Published: 29th March 2015 06:00 AM  |   Last Updated: 28th March 2015 11:05 PM   |  A+A-


To protect banks from traumatic losses caused by the sudden default by corporates and to ensure their better profitability, the Reserve Bank of India, on Friday, issued a discussion paper on curbing credit limits on corporate loans and requested feedback by April 30, 2015.

Starting January 1, 2019, RBI proposes to ask banks to cap lending to corporates at 25 per cent of their core capital, down from the earlier ceiling of 55 per cent. In its discussion paper, the central bank said the sum of all the exposure values of a bank to a single counterparty or to a group of connected ones, must, at all times, not be higher than 25 per cent of the bank’s available eligible capital base set by global standard-setter Basel Committee on Banking Supervision.

Commenting on the issue, VR Iyer, chairperson and managing director, Bank of India, said: “It is a positive move from the central bank to put a check on exposure limits.

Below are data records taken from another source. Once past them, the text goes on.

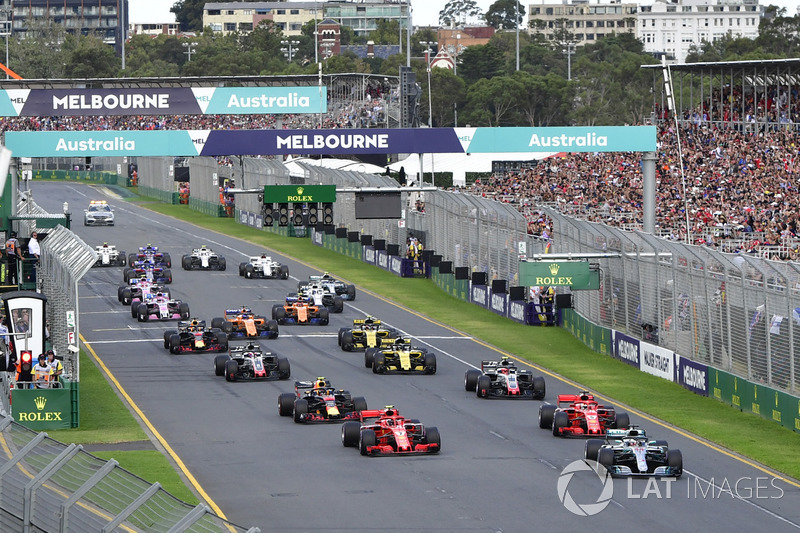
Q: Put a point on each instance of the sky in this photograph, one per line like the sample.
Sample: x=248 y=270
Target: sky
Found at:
x=424 y=12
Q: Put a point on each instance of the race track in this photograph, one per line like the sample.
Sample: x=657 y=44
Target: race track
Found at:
x=497 y=470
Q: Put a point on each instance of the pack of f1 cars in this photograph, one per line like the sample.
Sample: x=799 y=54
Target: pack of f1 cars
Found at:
x=319 y=295
x=391 y=434
x=138 y=289
x=300 y=312
x=628 y=452
x=149 y=271
x=243 y=322
x=502 y=379
x=108 y=255
x=262 y=266
x=319 y=401
x=251 y=362
x=339 y=288
x=99 y=213
x=366 y=333
x=203 y=258
x=151 y=254
x=193 y=336
x=160 y=307
x=580 y=415
x=400 y=357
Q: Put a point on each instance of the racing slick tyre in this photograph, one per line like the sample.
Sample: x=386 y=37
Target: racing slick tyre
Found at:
x=359 y=404
x=286 y=403
x=300 y=408
x=539 y=387
x=369 y=356
x=546 y=414
x=471 y=379
x=219 y=364
x=367 y=439
x=591 y=448
x=323 y=316
x=622 y=421
x=284 y=369
x=430 y=363
x=432 y=437
x=346 y=341
x=379 y=364
x=560 y=421
x=675 y=461
x=222 y=340
x=175 y=343
x=484 y=386
x=231 y=370
x=167 y=334
x=351 y=430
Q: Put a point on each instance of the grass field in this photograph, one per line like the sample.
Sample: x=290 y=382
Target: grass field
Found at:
x=554 y=350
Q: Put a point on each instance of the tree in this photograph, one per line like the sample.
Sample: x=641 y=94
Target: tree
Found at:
x=459 y=12
x=503 y=13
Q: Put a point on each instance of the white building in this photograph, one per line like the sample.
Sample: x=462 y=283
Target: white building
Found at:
x=672 y=27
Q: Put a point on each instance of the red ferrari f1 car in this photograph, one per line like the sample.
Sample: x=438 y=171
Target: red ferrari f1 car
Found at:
x=391 y=434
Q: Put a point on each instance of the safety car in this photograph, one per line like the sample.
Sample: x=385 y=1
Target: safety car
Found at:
x=243 y=322
x=262 y=266
x=108 y=255
x=99 y=213
x=628 y=452
x=390 y=434
x=337 y=287
x=194 y=336
x=203 y=258
x=580 y=415
x=502 y=379
x=367 y=332
x=160 y=307
x=319 y=401
x=400 y=357
x=299 y=311
x=251 y=362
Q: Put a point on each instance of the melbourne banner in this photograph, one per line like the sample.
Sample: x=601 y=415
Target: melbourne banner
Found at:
x=163 y=101
x=283 y=142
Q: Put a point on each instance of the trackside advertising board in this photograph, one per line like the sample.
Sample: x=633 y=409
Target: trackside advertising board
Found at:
x=283 y=142
x=163 y=101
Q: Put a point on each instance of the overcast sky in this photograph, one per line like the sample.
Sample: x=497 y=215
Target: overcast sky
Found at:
x=424 y=12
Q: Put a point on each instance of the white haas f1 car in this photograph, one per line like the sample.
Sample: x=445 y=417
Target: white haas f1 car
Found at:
x=203 y=258
x=502 y=379
x=161 y=307
x=628 y=452
x=262 y=266
x=108 y=255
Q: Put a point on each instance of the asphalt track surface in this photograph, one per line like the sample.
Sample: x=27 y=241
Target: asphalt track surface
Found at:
x=497 y=472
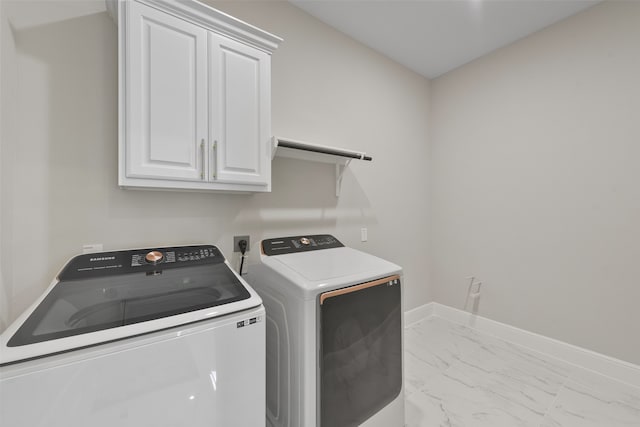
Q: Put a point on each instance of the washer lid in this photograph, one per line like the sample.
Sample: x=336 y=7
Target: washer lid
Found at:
x=121 y=296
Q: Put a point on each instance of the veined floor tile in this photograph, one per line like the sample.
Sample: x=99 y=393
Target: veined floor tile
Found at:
x=458 y=377
x=579 y=406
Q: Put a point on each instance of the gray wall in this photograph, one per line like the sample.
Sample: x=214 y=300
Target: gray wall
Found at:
x=535 y=181
x=59 y=170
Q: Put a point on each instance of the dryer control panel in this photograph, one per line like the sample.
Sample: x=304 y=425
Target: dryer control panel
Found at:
x=293 y=244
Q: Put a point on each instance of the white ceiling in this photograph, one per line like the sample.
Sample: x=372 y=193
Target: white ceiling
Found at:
x=432 y=37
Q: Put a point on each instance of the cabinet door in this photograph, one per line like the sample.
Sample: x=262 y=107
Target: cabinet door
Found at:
x=166 y=86
x=240 y=112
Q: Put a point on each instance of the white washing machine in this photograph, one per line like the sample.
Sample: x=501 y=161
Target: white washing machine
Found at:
x=334 y=334
x=150 y=337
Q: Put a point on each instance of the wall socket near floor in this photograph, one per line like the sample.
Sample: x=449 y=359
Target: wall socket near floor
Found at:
x=236 y=239
x=89 y=248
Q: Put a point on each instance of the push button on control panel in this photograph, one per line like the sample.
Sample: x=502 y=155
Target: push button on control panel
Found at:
x=154 y=257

However, this will make things difficult for some sectors which require higher investments.”

Large cap banks have seen non-performing assets (NPAs) rise four-fold from 2.7 per cent of loans in FY09 to 4 per cent of loans in FY14. Fresh additions of NPAs have risen from 2 per cent of loans in FY09 to 2.7 per cent in FY14. The deterioration in the balance-sheet has led to a drop in earnings quality. Return on assets has dropped from 1.2 per cent to 0.9 per cent for large-cap banks.

The default of a borrower or a group of connected borrowers can cause a serious loss to a banking group. Hence, it is important to have an alternate sources of funding for the corporate sector, to finance growth, de-risk the balance sheets of banks as also to strengthen the balance sheets of the investors as well as the issuers, the RBI stated in its discussion paper.

In its efforts to deepen the corporate bond market, the RBI considers it desirable that large corporate groups should gradually start tapping the corporate bonds and commercial paper markets for meeting at least a portion of their financing needs.

Iyer added, “RBI will certainly allow banks some concessions for lending to few sector but with some riders.” The RBI proposes to encourage large borrowers to raise a certain portion of their financing needs through the market mechanism.